Egypt’s caretaker government met yesterday for the first time since former Egyptian president Hosni Mubarak was overthrown, as police launched protests.
The Supreme Council of the Armed Forces, which assumed power when Mubarak stepped down on Friday following a massive country-wide revolt, has said the Cabinet will remain in place until the election of a new civilian government.
There was an empty space on the wall outside the Cabinet room where the former leader’s portrait used to hang during his three--decade-long reign.
Mubarak had appointed the Cabinet — made up mostly of senior military men — during the early days of the revolt in a failed bid to placate protesters.
Meanwhile, Egyptian troops fired warning shots and scuffles broke out when policemen protested to restore their reputation and win pay rises after they found themselves on the wrong side of the uprising.
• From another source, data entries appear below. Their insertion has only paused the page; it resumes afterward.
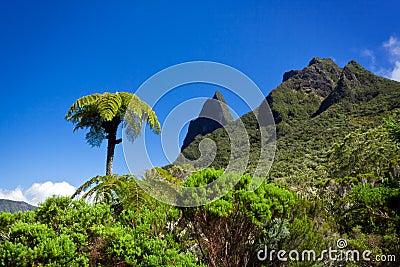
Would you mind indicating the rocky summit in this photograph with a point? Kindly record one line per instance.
(314, 109)
(213, 115)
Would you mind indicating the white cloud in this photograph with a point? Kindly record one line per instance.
(370, 54)
(38, 192)
(392, 46)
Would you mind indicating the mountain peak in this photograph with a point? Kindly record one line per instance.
(214, 114)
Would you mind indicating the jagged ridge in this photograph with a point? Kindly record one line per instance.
(313, 108)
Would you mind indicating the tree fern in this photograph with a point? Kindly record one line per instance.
(102, 114)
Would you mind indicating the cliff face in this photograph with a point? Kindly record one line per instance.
(213, 115)
(313, 109)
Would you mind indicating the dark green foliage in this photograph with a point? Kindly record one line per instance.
(62, 232)
(313, 109)
(229, 230)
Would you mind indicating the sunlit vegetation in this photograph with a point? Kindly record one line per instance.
(336, 175)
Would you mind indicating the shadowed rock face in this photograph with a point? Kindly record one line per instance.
(313, 108)
(213, 115)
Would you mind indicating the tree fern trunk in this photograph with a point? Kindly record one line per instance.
(110, 152)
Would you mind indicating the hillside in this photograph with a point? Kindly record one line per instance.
(14, 206)
(313, 108)
(213, 115)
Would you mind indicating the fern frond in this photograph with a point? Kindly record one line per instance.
(109, 106)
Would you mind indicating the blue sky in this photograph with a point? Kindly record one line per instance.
(53, 52)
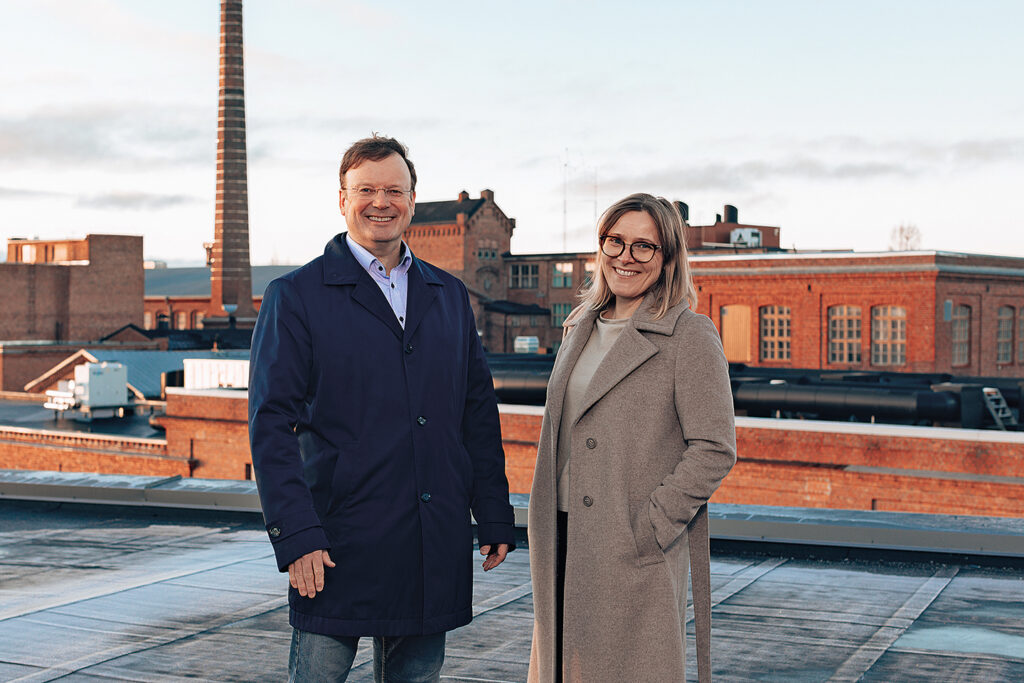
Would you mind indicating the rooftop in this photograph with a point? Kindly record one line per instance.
(100, 593)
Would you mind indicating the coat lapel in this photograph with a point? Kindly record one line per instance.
(579, 326)
(630, 351)
(340, 267)
(422, 292)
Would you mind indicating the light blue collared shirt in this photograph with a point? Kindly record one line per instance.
(393, 285)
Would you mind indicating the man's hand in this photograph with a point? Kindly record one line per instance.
(306, 573)
(494, 558)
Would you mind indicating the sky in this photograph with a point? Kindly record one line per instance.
(837, 121)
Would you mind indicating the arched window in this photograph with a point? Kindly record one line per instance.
(888, 336)
(1020, 336)
(774, 333)
(1005, 335)
(844, 334)
(961, 336)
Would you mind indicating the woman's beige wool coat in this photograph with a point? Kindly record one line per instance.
(654, 437)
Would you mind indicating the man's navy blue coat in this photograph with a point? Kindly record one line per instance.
(375, 442)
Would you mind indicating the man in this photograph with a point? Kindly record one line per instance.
(374, 431)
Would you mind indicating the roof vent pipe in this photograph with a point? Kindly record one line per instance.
(684, 210)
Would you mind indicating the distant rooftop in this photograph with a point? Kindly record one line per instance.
(196, 281)
(444, 212)
(100, 593)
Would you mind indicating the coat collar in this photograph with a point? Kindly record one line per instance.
(341, 267)
(630, 351)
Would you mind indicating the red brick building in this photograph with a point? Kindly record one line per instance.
(902, 311)
(79, 290)
(801, 463)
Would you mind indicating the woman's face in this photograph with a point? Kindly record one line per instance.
(628, 279)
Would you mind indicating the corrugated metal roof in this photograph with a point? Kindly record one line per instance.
(144, 368)
(196, 282)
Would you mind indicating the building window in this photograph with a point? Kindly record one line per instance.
(1005, 335)
(888, 336)
(844, 334)
(1020, 336)
(962, 335)
(523, 275)
(559, 311)
(562, 274)
(588, 272)
(774, 333)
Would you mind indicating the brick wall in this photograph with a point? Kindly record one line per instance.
(64, 452)
(780, 462)
(838, 465)
(77, 299)
(211, 427)
(920, 283)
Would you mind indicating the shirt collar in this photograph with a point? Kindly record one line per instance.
(369, 261)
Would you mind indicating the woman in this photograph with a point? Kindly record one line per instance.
(638, 433)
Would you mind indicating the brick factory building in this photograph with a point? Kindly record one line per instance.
(900, 311)
(60, 290)
(801, 463)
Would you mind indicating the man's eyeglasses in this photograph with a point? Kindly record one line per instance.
(641, 252)
(392, 194)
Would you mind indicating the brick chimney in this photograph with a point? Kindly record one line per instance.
(230, 273)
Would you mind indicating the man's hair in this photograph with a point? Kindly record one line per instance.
(675, 283)
(375, 147)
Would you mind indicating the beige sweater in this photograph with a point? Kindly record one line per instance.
(604, 335)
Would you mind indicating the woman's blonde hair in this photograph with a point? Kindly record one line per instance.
(675, 283)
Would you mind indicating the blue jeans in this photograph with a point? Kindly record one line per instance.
(316, 657)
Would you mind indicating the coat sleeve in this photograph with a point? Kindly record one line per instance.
(704, 406)
(280, 372)
(481, 435)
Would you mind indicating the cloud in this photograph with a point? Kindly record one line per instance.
(824, 160)
(134, 201)
(23, 194)
(743, 176)
(138, 134)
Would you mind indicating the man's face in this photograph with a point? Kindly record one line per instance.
(378, 222)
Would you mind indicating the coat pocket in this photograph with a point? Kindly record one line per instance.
(343, 475)
(648, 552)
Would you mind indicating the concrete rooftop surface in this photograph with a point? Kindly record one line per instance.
(110, 593)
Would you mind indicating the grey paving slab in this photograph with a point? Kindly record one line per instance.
(215, 656)
(177, 598)
(898, 665)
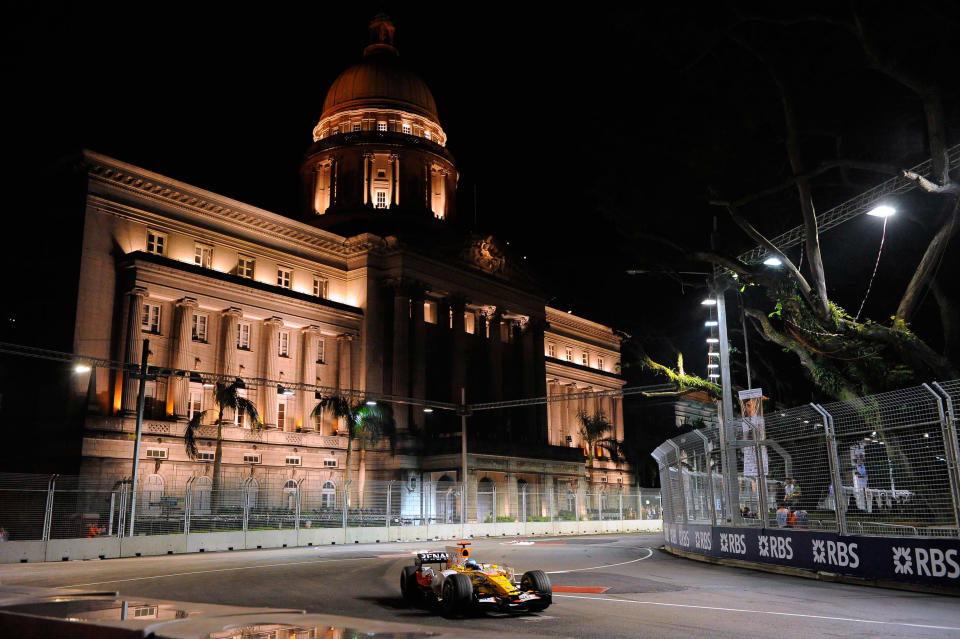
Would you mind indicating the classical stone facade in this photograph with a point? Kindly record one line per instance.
(375, 288)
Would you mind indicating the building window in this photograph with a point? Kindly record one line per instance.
(245, 265)
(319, 286)
(150, 319)
(156, 242)
(243, 336)
(203, 255)
(284, 275)
(430, 312)
(195, 404)
(199, 331)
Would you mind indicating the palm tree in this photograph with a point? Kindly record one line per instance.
(592, 431)
(367, 423)
(224, 396)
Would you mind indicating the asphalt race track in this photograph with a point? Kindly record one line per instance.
(605, 586)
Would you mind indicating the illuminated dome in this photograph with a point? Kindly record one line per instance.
(380, 80)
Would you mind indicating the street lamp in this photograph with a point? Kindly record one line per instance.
(883, 210)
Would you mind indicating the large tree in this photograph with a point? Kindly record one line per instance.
(845, 355)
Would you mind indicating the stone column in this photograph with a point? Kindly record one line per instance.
(395, 170)
(401, 354)
(458, 351)
(344, 346)
(134, 347)
(229, 334)
(271, 366)
(512, 504)
(178, 394)
(418, 356)
(308, 375)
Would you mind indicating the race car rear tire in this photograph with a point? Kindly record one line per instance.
(457, 595)
(409, 587)
(537, 581)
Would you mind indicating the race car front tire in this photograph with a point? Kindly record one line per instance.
(457, 595)
(409, 587)
(537, 581)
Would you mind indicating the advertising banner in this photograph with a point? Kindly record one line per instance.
(927, 561)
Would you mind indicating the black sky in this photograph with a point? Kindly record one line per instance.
(575, 128)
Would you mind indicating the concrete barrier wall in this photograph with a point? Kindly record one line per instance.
(152, 545)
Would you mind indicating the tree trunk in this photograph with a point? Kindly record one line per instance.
(217, 457)
(361, 473)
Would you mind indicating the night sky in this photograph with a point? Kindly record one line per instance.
(579, 133)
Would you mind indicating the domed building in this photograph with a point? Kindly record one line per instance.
(370, 291)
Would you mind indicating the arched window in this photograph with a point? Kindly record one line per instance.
(252, 492)
(152, 494)
(486, 496)
(328, 495)
(201, 495)
(290, 494)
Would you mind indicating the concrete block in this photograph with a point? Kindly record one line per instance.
(12, 552)
(209, 542)
(94, 548)
(148, 545)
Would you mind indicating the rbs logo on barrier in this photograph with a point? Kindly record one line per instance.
(772, 546)
(733, 543)
(835, 553)
(703, 540)
(932, 562)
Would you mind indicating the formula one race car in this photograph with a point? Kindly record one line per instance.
(461, 585)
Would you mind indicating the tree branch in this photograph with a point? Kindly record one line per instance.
(927, 268)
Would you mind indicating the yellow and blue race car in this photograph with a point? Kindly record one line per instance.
(461, 585)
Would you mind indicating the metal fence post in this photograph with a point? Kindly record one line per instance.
(707, 454)
(949, 447)
(187, 505)
(683, 496)
(389, 507)
(48, 509)
(840, 505)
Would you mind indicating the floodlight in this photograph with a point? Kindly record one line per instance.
(882, 211)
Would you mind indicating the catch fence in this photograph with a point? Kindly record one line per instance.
(42, 508)
(885, 464)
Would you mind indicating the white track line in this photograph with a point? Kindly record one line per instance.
(201, 572)
(557, 572)
(766, 612)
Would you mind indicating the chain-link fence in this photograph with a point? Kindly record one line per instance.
(53, 507)
(885, 464)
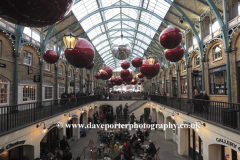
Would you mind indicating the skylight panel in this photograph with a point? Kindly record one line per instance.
(106, 3)
(130, 12)
(111, 13)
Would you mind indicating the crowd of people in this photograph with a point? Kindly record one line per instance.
(130, 144)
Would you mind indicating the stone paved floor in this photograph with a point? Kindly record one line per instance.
(168, 148)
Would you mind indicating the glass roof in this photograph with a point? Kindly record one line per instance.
(103, 35)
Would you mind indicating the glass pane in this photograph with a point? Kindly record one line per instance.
(196, 142)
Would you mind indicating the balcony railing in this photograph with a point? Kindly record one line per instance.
(18, 116)
(224, 113)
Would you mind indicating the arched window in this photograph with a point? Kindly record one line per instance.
(4, 91)
(217, 52)
(47, 66)
(197, 60)
(77, 89)
(47, 90)
(60, 70)
(70, 73)
(184, 68)
(61, 89)
(28, 91)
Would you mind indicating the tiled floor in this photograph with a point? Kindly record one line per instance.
(168, 148)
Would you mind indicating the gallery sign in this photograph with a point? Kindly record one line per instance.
(11, 145)
(229, 143)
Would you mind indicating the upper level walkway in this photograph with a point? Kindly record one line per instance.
(15, 117)
(218, 113)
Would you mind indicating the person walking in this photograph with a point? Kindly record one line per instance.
(64, 143)
(149, 119)
(67, 155)
(132, 117)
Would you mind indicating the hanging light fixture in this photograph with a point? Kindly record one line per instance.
(69, 38)
(151, 59)
(101, 68)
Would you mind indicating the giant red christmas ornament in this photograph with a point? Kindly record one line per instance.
(170, 37)
(175, 54)
(112, 80)
(137, 62)
(150, 71)
(128, 78)
(124, 73)
(98, 75)
(104, 75)
(118, 81)
(125, 65)
(50, 56)
(90, 66)
(82, 55)
(140, 75)
(34, 13)
(108, 70)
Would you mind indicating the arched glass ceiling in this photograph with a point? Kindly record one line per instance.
(104, 42)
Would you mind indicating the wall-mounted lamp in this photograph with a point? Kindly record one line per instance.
(69, 116)
(204, 124)
(44, 127)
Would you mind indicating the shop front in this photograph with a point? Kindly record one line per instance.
(224, 151)
(218, 80)
(50, 141)
(183, 81)
(195, 145)
(196, 80)
(238, 80)
(174, 86)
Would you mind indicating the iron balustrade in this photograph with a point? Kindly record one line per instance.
(224, 113)
(15, 117)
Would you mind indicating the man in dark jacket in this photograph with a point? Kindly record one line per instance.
(64, 144)
(152, 149)
(132, 117)
(128, 155)
(67, 155)
(57, 155)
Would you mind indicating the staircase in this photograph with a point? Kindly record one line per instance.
(136, 105)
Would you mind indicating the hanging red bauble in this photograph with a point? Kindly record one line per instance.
(170, 37)
(125, 65)
(108, 70)
(90, 66)
(112, 80)
(129, 78)
(150, 71)
(82, 55)
(118, 81)
(97, 76)
(34, 13)
(50, 56)
(137, 62)
(175, 54)
(124, 73)
(140, 75)
(104, 75)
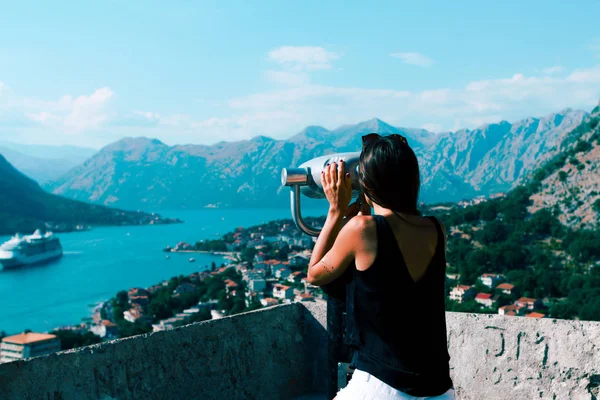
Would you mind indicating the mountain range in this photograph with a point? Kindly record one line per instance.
(25, 206)
(44, 163)
(142, 173)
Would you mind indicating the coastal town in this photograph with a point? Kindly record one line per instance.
(265, 266)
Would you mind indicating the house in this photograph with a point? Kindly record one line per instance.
(528, 303)
(284, 238)
(462, 293)
(283, 292)
(154, 288)
(491, 280)
(105, 329)
(141, 300)
(485, 299)
(136, 292)
(269, 301)
(535, 315)
(230, 286)
(296, 277)
(303, 241)
(305, 297)
(184, 288)
(215, 314)
(26, 345)
(169, 323)
(192, 311)
(199, 276)
(282, 273)
(257, 283)
(135, 314)
(506, 288)
(510, 310)
(208, 305)
(298, 260)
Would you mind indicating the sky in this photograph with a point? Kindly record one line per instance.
(90, 73)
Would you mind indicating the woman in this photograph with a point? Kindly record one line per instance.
(395, 301)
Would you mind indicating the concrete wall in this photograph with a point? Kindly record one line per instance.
(495, 357)
(267, 354)
(280, 353)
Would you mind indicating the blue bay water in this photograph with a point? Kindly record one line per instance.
(98, 263)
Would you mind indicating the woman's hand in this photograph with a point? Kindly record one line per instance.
(337, 186)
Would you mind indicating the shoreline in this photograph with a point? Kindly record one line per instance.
(217, 253)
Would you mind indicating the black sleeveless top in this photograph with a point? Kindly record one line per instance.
(396, 326)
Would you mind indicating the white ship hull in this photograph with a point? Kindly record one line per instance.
(8, 261)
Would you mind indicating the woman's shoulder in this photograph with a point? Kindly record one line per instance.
(362, 224)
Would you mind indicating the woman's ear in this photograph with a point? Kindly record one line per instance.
(368, 200)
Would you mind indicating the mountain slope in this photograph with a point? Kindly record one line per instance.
(570, 183)
(38, 168)
(24, 207)
(144, 173)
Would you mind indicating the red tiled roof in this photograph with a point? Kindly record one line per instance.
(526, 300)
(230, 283)
(535, 315)
(511, 307)
(271, 262)
(505, 286)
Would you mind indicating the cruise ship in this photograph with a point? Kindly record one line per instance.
(32, 249)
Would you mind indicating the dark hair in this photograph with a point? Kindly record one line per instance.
(389, 173)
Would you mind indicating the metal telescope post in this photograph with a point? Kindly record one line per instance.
(337, 371)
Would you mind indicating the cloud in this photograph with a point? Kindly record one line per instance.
(432, 127)
(71, 115)
(287, 78)
(414, 59)
(303, 58)
(477, 102)
(553, 70)
(594, 45)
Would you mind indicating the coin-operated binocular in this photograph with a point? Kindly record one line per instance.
(306, 180)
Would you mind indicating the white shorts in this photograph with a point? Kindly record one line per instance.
(364, 386)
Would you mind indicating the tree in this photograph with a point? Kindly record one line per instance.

One policeman’s teeth were smashed in during the fight with soldiers outside the interior ministry, where around 1,500 members of the force called for the despised Egyptian former interior minister Habib al-Adly to be publicly executed.
Army troops had fired over the heads of the protesters, some of whom were in police uniform, as the crowd chanted at their former boss: “Habib, you know you will be executed in the public square!”
Egypt’s police are broadly hated and seen as brutal and corrupt, while the military has been embraced by the anti-regime protesters.
However, the police protesting yesterday insisted that they had been ordered to deal harshly with the protests by Mubarak’s security services and argued they were underpaid by their corrupt -government masters.
Yesterday’s Cabinet meeting came a day after the resignation of the highly unpopular information minister Anas al-Fiki, who was allegedly behind a media campaign that presented the protesters as foreign agents.
Fiki, Adly and sacked prime minister Ahmed Nazif have all been banned from leaving the country while they are investigated over graft allegations.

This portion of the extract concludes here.